With Republicans having a 50-49 advantage in the 99 House races already decided, the outcome of the race between Yancey and Simonds will decide if Republicans keep or share control of the chamber. And because state law requires ties to be broken by drawing lots, a critical issue of legislative control may be, literally, left up to chance.
A December 19 recount gave Simonds a one-vote victory over Yancey, out of nearly 24,000 votes cast. But the panel of judges who met to certify the results the next day decided that a ballot in which the bubbles for both candidates were filled in, but the bubble for Simonds was then crossed off, should be counted as a vote for Yancey because the voter chose Republicans in the other races on the ballot. (See ballot below)
During the recount, that ballot had been discounted on the grounds that the voter had overvoted, or chosen both candidates. Once the judges put it in Yancey’s column, Simonds’s one-vote win became a tie.

Shelly Simonds
However, Simonds is now considering legal action in the wake of the judges’ decision to reexamine a single ballot at Yancey’s request, even after Republican leaders conceded the race when the outcome of the recount was announced.
“If we were going to be pulling out individual ballots, you can believe me, we would have had a few that we would have wanted the judges to look at as well,” Simonds said in an interview with MSNBC.
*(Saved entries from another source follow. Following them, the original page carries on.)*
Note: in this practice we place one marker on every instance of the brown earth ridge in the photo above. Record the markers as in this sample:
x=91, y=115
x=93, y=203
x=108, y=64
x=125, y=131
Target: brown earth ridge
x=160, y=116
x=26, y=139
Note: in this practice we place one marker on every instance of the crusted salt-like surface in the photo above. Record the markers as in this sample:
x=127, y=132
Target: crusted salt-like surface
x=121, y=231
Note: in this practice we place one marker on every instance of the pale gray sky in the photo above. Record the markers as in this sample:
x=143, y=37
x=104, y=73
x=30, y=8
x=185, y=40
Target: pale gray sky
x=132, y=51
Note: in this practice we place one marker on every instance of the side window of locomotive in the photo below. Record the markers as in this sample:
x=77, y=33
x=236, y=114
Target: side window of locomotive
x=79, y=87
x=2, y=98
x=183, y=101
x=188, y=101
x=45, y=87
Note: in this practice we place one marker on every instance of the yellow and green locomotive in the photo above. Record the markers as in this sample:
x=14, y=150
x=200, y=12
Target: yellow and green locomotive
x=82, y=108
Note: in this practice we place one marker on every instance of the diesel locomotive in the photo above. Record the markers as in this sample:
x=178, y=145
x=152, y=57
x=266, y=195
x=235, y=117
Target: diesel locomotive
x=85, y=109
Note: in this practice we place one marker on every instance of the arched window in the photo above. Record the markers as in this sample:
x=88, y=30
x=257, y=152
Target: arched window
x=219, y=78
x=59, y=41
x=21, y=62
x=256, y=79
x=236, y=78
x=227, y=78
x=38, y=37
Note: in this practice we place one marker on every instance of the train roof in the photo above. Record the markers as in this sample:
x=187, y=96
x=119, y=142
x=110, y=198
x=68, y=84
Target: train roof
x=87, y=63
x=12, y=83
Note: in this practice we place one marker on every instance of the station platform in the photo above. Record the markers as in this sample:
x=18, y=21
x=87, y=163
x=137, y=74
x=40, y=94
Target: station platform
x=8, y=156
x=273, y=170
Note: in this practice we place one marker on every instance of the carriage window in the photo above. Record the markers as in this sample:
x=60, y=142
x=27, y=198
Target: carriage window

As things now stand, with all recounts complete, Republicans have won 50 seats in the 100-member chamber, and Democrats 49, with the District 94 seat still to be decided. However, Democrats have gone to federal court seeking a new election in District 28 in Fredericksburg, where the GOP candidate had an 73-vote lead after a recount, on the grounds that 147 voters may have cast ballots in the wrong election. A hearing in that case has been set for January 5.
State elections officials have indicated that to settle the tie, they will likely employ the procedure used to decide the order of candidates’ names on the ballot, in which pieces of paper are put in canisters that are then drawn from a glass bowl. The drawing has been scheduled for 11 a.m. on December 27 at the Patrick Henry Building in Richmond.
Heading into the November election, Republicans held a commanding 66-34 lead in the House of Delegates. But Democrats, riding a surge of suburban support, flipped 16 seats and took out 13 Republican incumbents to threaten 18 years of GOP control.
Republicans hold a narrow 21-19 lead in the Virginia Senate, whose members come up for election in 2019.